Preventing laboratory-acquired Toxoplasma gondii infection: literature review and case-based post-exposure prophylaxis proposal
Diana Póvoas, Jocelyne Demengeot, Fernando Maltez

TL;DR
This paper reports a case of laboratory-acquired Toxoplasma gondii infection and proposes a post-exposure prophylaxis protocol due to lack of formal guidelines.
Contribution
The paper introduces a proposed post-exposure prophylaxis protocol for Toxoplasma gondii occupational exposure based on a clinical case and literature review.
Findings
A 30-year-old researcher experienced seroconversion after a needle puncture with a Toxoplasma gondii sample.
Trimethoprim-sulfamethoxazole PEP for 4 weeks was effective without symptoms.

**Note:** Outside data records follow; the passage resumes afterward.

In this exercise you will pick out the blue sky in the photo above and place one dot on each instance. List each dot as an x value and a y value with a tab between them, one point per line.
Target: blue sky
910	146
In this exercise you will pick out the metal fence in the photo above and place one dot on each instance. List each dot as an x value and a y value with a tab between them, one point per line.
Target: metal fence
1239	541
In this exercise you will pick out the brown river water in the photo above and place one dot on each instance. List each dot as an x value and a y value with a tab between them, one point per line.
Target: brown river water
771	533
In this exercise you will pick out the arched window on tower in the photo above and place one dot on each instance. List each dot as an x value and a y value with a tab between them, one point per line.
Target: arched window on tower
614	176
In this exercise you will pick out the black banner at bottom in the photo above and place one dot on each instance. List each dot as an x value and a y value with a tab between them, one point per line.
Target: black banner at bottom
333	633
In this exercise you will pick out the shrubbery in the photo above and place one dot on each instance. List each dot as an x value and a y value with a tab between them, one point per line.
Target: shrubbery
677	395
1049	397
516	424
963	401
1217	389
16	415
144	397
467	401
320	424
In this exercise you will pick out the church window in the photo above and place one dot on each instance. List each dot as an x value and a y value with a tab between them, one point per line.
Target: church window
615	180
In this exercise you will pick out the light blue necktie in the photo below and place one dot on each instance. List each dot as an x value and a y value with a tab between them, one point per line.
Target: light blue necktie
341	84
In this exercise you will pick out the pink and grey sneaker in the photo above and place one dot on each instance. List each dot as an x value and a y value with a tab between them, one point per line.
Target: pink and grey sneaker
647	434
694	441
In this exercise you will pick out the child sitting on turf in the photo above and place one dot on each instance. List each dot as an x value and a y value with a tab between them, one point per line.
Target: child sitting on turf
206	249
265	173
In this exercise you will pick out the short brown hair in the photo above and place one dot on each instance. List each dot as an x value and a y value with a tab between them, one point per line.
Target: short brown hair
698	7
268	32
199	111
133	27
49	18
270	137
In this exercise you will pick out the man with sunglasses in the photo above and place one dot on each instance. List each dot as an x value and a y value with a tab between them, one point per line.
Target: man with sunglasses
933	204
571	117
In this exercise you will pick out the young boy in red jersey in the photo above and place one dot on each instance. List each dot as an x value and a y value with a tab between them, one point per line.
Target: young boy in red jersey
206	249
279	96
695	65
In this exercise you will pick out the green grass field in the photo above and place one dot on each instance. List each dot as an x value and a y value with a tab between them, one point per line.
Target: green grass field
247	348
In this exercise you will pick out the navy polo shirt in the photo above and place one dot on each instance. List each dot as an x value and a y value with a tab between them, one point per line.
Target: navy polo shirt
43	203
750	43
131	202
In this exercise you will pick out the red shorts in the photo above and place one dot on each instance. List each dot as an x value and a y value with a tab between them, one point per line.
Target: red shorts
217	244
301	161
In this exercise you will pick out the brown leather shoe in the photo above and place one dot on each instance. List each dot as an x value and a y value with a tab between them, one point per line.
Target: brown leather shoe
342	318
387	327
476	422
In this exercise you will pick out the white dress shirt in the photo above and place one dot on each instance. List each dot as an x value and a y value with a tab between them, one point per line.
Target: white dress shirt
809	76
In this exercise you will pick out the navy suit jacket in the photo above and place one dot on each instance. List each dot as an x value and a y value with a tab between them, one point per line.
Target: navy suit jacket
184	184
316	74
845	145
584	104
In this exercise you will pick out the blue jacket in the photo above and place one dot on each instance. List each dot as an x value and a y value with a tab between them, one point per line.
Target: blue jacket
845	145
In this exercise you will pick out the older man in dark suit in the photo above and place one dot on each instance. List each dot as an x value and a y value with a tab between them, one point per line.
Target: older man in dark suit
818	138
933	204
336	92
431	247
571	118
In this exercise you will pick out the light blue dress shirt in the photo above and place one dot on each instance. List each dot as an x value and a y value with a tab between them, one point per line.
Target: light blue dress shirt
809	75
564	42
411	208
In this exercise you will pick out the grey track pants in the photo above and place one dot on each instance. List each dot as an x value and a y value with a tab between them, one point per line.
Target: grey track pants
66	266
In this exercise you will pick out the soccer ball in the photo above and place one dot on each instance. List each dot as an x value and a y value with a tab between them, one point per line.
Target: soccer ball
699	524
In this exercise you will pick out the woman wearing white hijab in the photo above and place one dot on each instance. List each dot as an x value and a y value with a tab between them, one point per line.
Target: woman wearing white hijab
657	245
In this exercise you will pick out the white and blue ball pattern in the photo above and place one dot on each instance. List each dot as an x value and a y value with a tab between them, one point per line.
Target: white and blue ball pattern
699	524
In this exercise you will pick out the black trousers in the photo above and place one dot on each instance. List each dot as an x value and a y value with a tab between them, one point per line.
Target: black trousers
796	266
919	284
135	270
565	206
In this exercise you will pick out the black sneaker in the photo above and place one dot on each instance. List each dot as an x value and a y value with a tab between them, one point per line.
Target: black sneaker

Follow-up for 1 year showed the patient remained asymptomatic.
Abstract
Occupationally acquired cases of the intracellular parasite Toxoplasma gondii have been reported, even though there is uncertainty on which infection prevention measures should be implemented in such event. We report a clinical case of laboratory-acquired toxoplasmosis and propose a protocol for post-exposure prophylaxis, given there are no formal guidelines. In this community case study, we describe the management and prevention protocol following an occupational laboratory exposure by a healthy 30-year-old Toxoplasma-seronegative female researcher who suffered an accidental needle puncture with a sample containing a genetically modified hypervirulent Toxoplasma gondii strain. Post-exposure prophylaxis (PEP) with trimethoprim-sulfamethoxazole was implemented for 4 weeks, during which seroconversion occurred, without any accompanying symptoms. Toxoplasma IgM and IgG positivity was…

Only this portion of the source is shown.